Evaluate if a pre-operative checklist and huddle can improve surgeon satisfaction, efficiency, and safety in an academic tertiary referral center.

BACKGROUND:

Aviation has demonstrated the benefits of checklists to improve safety. A pre-operative checklist/huddle is part of the WHO Surgical Safety Protocol but isn’t widely used beyond the surgical timeout. Negative connotations are frequently associated with patient safety protocols. What if they could make surgery go smoother thereby improving surgeon satisfaction? Would this increase the likelihood of adaptation?

METHODS:

A brief (<3 minutes) checklist was developed incorporating patient issues, anesthesia issues, equipment issues, and miscellaneous for the use in surgical suites. Before implementation, a 10 question (scale of 1-10) survey about OR satisfaction was sent to all surgical/anesthesia residents and attending physicians.
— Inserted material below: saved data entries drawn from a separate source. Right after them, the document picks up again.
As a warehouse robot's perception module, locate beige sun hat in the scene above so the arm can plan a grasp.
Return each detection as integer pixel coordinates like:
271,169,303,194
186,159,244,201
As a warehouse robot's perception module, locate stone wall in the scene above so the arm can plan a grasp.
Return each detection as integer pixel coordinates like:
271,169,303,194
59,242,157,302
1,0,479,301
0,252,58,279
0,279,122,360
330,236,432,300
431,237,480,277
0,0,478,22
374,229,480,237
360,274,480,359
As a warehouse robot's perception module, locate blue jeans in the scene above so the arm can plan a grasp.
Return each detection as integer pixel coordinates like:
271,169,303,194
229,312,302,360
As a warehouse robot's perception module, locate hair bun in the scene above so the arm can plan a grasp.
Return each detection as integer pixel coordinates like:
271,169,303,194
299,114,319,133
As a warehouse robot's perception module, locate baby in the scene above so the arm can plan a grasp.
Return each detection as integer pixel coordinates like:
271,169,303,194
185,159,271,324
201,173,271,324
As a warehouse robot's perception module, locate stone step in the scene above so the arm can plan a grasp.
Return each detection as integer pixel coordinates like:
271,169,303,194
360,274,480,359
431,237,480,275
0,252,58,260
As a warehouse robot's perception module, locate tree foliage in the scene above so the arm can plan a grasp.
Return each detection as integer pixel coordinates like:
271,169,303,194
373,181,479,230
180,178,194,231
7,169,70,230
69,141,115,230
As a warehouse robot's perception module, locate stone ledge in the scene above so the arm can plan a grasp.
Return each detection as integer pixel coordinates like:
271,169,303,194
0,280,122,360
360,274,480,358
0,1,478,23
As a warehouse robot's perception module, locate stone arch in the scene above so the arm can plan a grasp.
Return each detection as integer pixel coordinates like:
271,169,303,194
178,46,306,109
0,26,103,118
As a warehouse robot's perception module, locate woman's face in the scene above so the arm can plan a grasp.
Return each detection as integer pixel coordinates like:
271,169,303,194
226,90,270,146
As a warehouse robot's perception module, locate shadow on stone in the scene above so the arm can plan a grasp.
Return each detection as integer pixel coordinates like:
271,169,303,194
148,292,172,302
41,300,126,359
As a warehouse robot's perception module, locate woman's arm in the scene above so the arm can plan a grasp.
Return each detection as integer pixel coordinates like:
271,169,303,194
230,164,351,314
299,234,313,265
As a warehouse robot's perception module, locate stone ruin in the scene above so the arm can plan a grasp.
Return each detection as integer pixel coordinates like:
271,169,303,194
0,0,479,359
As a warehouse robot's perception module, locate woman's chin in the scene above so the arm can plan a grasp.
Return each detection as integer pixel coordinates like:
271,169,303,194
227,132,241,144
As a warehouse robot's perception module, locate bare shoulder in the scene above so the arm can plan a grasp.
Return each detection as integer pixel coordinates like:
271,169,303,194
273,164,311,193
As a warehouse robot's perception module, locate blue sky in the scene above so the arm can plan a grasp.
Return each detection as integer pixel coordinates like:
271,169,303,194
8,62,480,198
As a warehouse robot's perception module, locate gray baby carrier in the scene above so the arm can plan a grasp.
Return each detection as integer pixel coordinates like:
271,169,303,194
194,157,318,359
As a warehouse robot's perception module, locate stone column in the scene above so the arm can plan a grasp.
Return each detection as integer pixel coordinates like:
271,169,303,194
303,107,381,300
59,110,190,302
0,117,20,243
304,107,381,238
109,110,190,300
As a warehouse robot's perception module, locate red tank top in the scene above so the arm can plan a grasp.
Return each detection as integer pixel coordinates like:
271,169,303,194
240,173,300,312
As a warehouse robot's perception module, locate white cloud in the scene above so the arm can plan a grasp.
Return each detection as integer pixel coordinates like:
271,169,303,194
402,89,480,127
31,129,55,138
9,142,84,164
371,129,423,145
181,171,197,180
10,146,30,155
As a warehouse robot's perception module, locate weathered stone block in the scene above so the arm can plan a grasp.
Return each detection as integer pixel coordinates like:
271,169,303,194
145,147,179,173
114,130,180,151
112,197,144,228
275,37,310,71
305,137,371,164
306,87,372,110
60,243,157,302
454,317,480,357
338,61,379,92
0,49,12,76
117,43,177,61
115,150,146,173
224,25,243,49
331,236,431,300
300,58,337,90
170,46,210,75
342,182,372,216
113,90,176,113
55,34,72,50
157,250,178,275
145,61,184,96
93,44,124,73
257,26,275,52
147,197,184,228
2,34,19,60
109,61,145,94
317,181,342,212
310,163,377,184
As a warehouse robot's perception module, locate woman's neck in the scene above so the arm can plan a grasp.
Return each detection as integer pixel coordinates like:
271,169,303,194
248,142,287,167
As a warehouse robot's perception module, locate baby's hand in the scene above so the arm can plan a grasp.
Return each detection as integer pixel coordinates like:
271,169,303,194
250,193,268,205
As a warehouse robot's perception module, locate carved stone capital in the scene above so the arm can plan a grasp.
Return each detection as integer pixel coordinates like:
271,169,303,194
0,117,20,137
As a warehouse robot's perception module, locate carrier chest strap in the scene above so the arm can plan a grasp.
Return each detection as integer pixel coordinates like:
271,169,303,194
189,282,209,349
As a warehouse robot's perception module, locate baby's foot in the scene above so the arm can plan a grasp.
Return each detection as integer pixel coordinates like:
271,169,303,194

After a one-month implementation of the checklist, a second similar survey was sent out for comparison. Average case time, number of cases, turn over time, on time starts, and complication rates were also measured before and after implementation. Statistical analysis using student t-test was used for significance.

RESULTS:

32 pre-intervention and 21 post-intervention surveys were received. They showed no improvement in surgeon satisfaction (P=.84) and surgical team dynamics. Average case length was increased by 2 minutes. Number of cases increased by 117/month. Turn over time remained unchanged. On time starts reduced from 52% to 46%. Operating Room variances decreased by 9%.

DISCUSSION:

The use of a pre-operative checklist demonstrated no improvement in surgeon satisfaction. Additionally, it resulted in minimal impact to surgical efficiency and variance rate.